Software & Data Management
The embedded control software provides ISO/IEC 17025-compatible data handling: all operational parameters are timestamped, version-controlled, and exportable in CSV or XML formats. Optional add-ons include Ethernet/IP or OPC UA connectivity for MES/SCADA integration, automated report generation (PDF/HTML), and configurable alarm thresholds with email/SMS notification. For R&D applications, the system supports manual parameter override and script-based sequence programming—facilitating DOE-driven optimization of plasma exposure time, power ramping, and purge cycles.
Applications
- Medical device manufacturing: surface activation of polyurethane catheters prior to adhesive bonding; hydrophilic coating of guidewires per USP biocompatibility screening
- Electronics encapsulation: moisture barrier deposition on MEMS sensors and wearable PCBs targeting IPX7–IPX8 ingress protection
- Battery component engineering: functionalization of separator films to enhance electrolyte wettability and Li⁺ ion transport kinetics
- Textile finishing: durable water repellency (DWR) on technical fabrics without fluorocarbon leaching—validated per AATCC TM193
- Lab-scale formulation development: screening of Nanofics® 10 (halogen-free), Nanofics® 110 (PFOA-free), and Nanofics® 120 (high-performance fluorochemical) precursors under identical plasma conditions
FAQ
What vacuum level is required for stable plasma ignition and sustained operation?
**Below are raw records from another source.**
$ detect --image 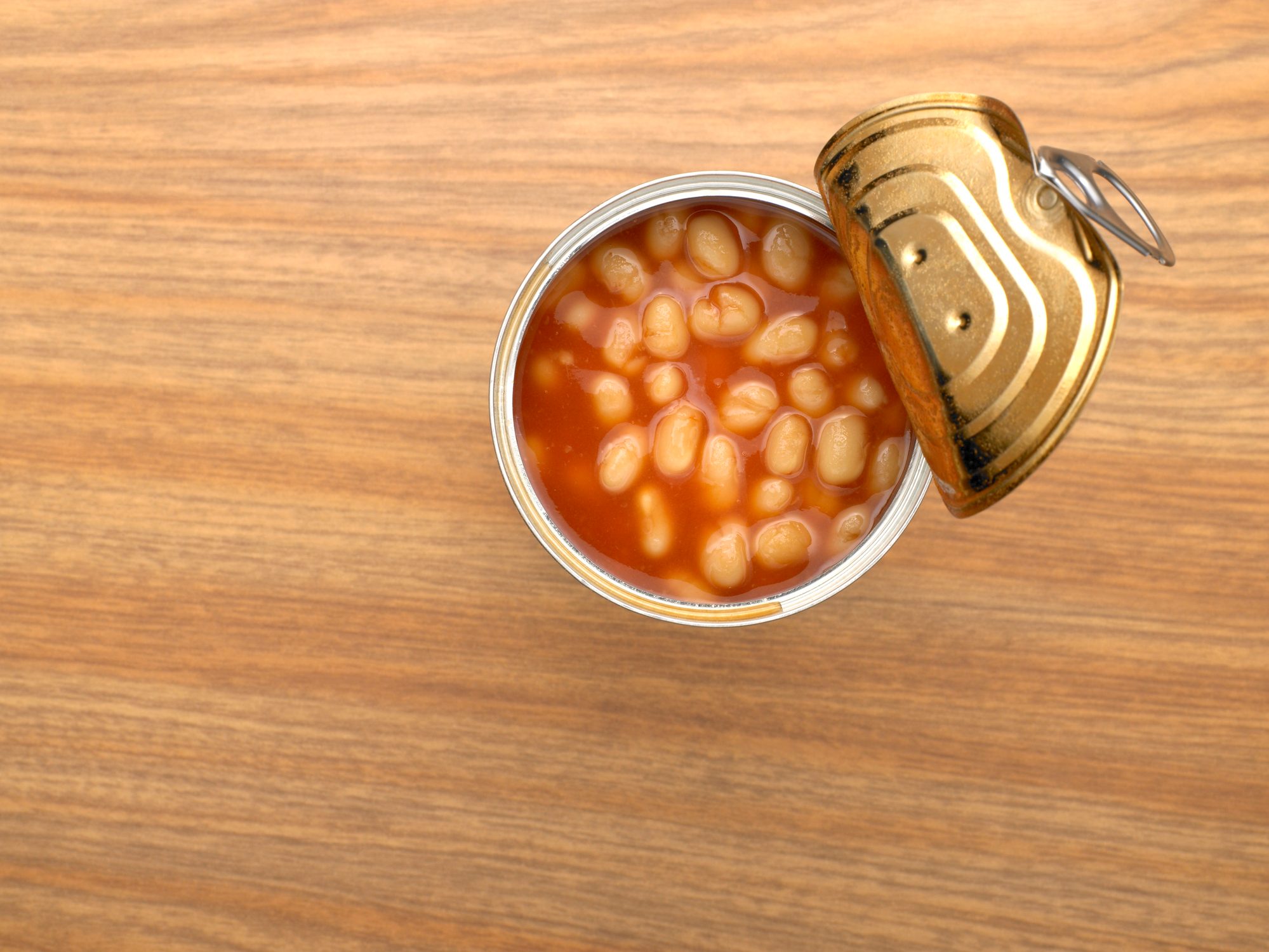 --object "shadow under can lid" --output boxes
[816,93,1175,517]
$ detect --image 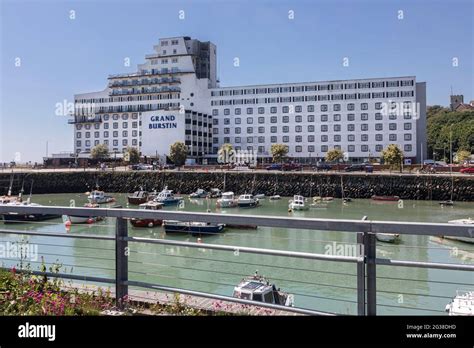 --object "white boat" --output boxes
[237,194,259,208]
[217,192,237,208]
[233,272,294,307]
[87,190,115,204]
[288,195,308,210]
[375,233,400,243]
[445,290,474,315]
[443,218,474,243]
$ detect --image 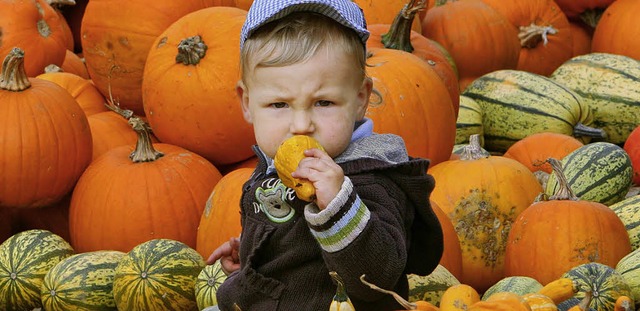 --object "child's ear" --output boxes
[236,80,251,123]
[358,77,373,120]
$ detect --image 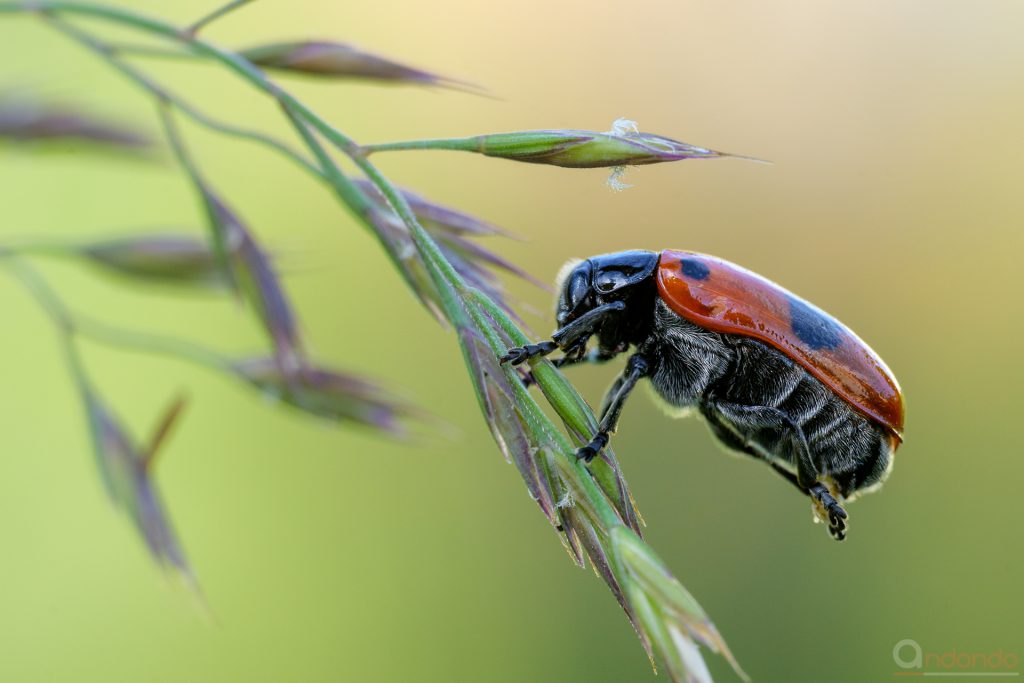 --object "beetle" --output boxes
[501,250,904,541]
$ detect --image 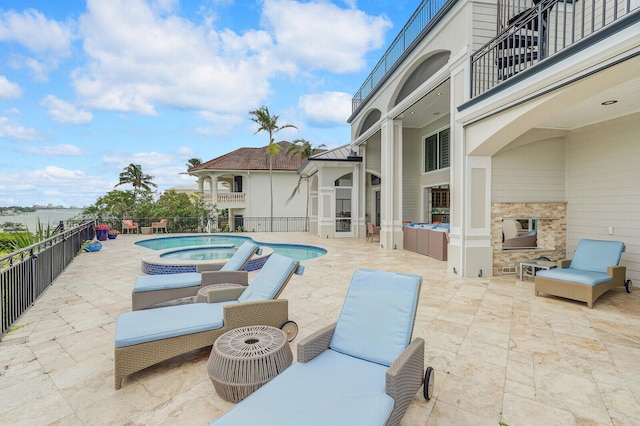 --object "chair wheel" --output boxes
[280,320,298,342]
[422,367,434,401]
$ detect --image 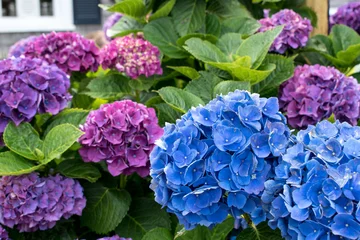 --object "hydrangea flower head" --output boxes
[79,100,163,177]
[0,173,86,232]
[150,90,290,229]
[259,9,313,54]
[24,32,100,74]
[103,13,122,41]
[0,225,9,240]
[98,235,132,240]
[279,65,360,129]
[262,121,360,239]
[330,2,360,33]
[101,35,163,79]
[0,58,71,137]
[8,36,37,58]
Typical operating range is 0.5–5 Pa, achieved using a two-stage pumping system (rotary vane + turbomolecular pump) with ultimate base pressure ≤5 × 10⁻³ Pa.
Can the system be validated for GMP production environments?
Yes—hardware design supports IQ/OQ/PQ execution; software includes electronic signature, audit trail, and 21 CFR Part 11-compliant user access controls.
Is plasma uniformity verified across the full chamber volume?
Uniformity is confirmed via spatially resolved Langmuir probe mapping and post-treatment contact angle measurements at ≥12 predefined locations per batch.
How does PlasmaGuard® differ from conventional fluorinated coatings?
PlasmaGuard® uses chlorine- and bromine-free precursors yielding thermally stable, non-leaching siloxane- or acrylic-based networks—eliminating halogenated volatile organic compound (HVOC) emissions during curing.
What maintenance intervals are recommended for routine operation?
Chamber cleaning every 200 hours; RF matching network calibration quarterly; turbomolecular pump oil replacement annually or per manufacturer specifications.